His martial art was not elegant. It was not beautiful. It was efficient. It was terrifying.

He moved like a phantom, striking from angles that didn't exist, sidestepping into gaps between time and breath. He killed with intent, not aggression. There was no anger in him when he fought—only resolve.

His sparring sessions with the castle guards caused rumors. He was too fast, too precise. Even the veteran warriors struggled to keep up. The name Night Haunter was gaining some renown in the Bright Castle, not because of how he looked, but how he moved—like he was already there before you swung.

But Konrad wasn't satisfied. He knew that he was only at the beginning. He had forged a core, but the martial art he dreamed of was still unfinished.

---

At night, when the walls of Bright Castle were quiet and the others slept uneasily, Konrad turned inward.

He sat cross-legged on the cold stone floor of his chamber, eyes closed, hands resting lightly on his knees. No sword. No armor. Just breath, mind, and will. Here, in the silence, he hunted not monsters, but mastery.

Clairvoyance had always been his edge. A brief glimpse into the future. A flicker of what was about to happen. But now, Konrad wanted more than just flashes—he wanted control. Precision. Depth. He wasn't satisfied with reacting faster; he wanted to own the outcome before it arrived.

He pushed himself, harder every night. He forced his mind to dive deeper into the visions, demanding more data. He began tracking not just movement, but the subtle shift of weight in his opponents' feet, the tremor in their muscles before a swing, the give of stone under pressure, the rhythm of breath and fear. He strained his thoughts to register temperature changes, pressure, air flow—anything that could be translated into prediction.

Each vision became a web of details: motion, sensation, direction, distance and speed.
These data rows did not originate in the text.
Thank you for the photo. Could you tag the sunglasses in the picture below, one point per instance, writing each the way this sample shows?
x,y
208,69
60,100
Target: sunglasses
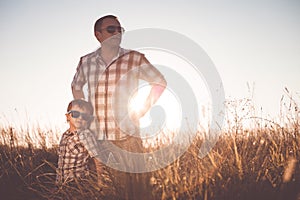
x,y
113,29
76,114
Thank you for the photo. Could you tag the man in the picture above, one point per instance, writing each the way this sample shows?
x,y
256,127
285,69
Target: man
x,y
112,76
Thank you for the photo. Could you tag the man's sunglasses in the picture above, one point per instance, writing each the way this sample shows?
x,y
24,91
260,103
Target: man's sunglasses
x,y
77,114
113,29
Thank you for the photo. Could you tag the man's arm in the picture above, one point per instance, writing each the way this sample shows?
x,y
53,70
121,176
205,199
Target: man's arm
x,y
99,171
78,82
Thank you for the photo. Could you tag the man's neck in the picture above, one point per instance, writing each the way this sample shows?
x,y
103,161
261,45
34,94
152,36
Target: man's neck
x,y
109,53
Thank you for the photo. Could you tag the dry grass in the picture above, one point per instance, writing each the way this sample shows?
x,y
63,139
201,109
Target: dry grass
x,y
260,162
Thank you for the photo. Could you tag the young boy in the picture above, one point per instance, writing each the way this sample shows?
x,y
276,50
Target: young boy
x,y
77,144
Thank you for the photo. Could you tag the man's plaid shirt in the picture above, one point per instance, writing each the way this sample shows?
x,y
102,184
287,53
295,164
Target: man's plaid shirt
x,y
110,87
75,149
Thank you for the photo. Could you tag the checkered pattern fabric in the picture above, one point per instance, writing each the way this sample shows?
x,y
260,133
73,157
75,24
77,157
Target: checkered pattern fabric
x,y
75,149
110,87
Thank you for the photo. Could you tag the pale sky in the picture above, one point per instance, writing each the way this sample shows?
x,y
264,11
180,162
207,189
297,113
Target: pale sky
x,y
255,42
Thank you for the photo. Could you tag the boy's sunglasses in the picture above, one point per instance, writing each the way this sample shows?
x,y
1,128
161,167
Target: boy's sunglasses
x,y
113,29
77,114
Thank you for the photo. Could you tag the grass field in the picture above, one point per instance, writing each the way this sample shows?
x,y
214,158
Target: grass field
x,y
257,162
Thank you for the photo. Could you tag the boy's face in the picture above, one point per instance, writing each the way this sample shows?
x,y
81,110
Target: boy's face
x,y
77,122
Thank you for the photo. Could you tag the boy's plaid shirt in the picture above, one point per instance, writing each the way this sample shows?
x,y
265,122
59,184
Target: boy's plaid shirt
x,y
110,88
75,149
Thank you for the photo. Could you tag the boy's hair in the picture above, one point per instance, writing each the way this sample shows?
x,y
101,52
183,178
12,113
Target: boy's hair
x,y
81,104
98,23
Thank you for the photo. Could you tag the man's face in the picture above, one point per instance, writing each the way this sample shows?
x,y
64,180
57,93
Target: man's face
x,y
110,33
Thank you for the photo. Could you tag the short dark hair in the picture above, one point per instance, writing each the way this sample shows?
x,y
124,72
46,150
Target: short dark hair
x,y
81,104
98,23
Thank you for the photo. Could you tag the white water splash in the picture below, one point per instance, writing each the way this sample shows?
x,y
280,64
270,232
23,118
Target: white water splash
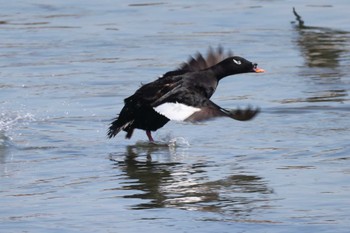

A flood of raw input.

Then came the second part: compression. He trained his brain to calculate faster. To reduce the noise and lock on to what mattered. He built frameworks in his mind—algorithms of precision—shapes and sequences that turned foresight into decisive action.

He started building sequences based on predicted outcomes—attacks that would land not just because of speed or strength, but because they were mathematically inevitable. If his opponent shifted left, they would die. If they blocked, they would die. His style became a series of layered traps, each movement narrowing the enemy's options until the only path left was a blade through the throat.

And if the vision failed? If his foresight faltered or fed him false signals? Then instinct would carry the rest. Instinct sharpened by pain, failure, and countless near-deaths. Instinct that didn't flinch.

Sometimes the effort made his head throb. Blood would drip from his nose. But he didn't stop.

Konrad was not looking to glimpse the future anymore. He was trying to master it.

Because in his world, in the Dream Realm, hesitation was death. And death only destined to his enemies.

***

One night, he pushed too hard. His nose bled freely. His eyes stung. He felt like his brain was boiling in his skull. But just before he passed out, he saw it.

A imaginary fight.

His opponent moved.

Konrad moved before him.

Not reacting. Not predicting.

Commanding.

He had stepped not into the future, but *through it*.

He woke with a scream, but he was smiling.

From then on, his movements changed. Sharper. Quieter. More final. Each strike was an ending. He didn't waste energy. He didn't dance or play with his food. He entered combat like a blade sliding into a sheath: direct, inevitable, and absolute. His martial art is complete....f or now.

Every opponent would die. Must die. That was the center of his style. Not aggression. Not defense. Not survival. Just inevitability.

A storm doesn't negotiate. A guillotine doesn't hesitate. Konrad of Night had become both.

Bright Castle gave him time. That was all he needed.

Because the next time he stepped outside its walls, the Forgotten Shore would meet someone it had never seen before:

Not a survivor.

Not a wanderer.

But a reaper.

And Death walked a few steps ahead of him, showing him the way.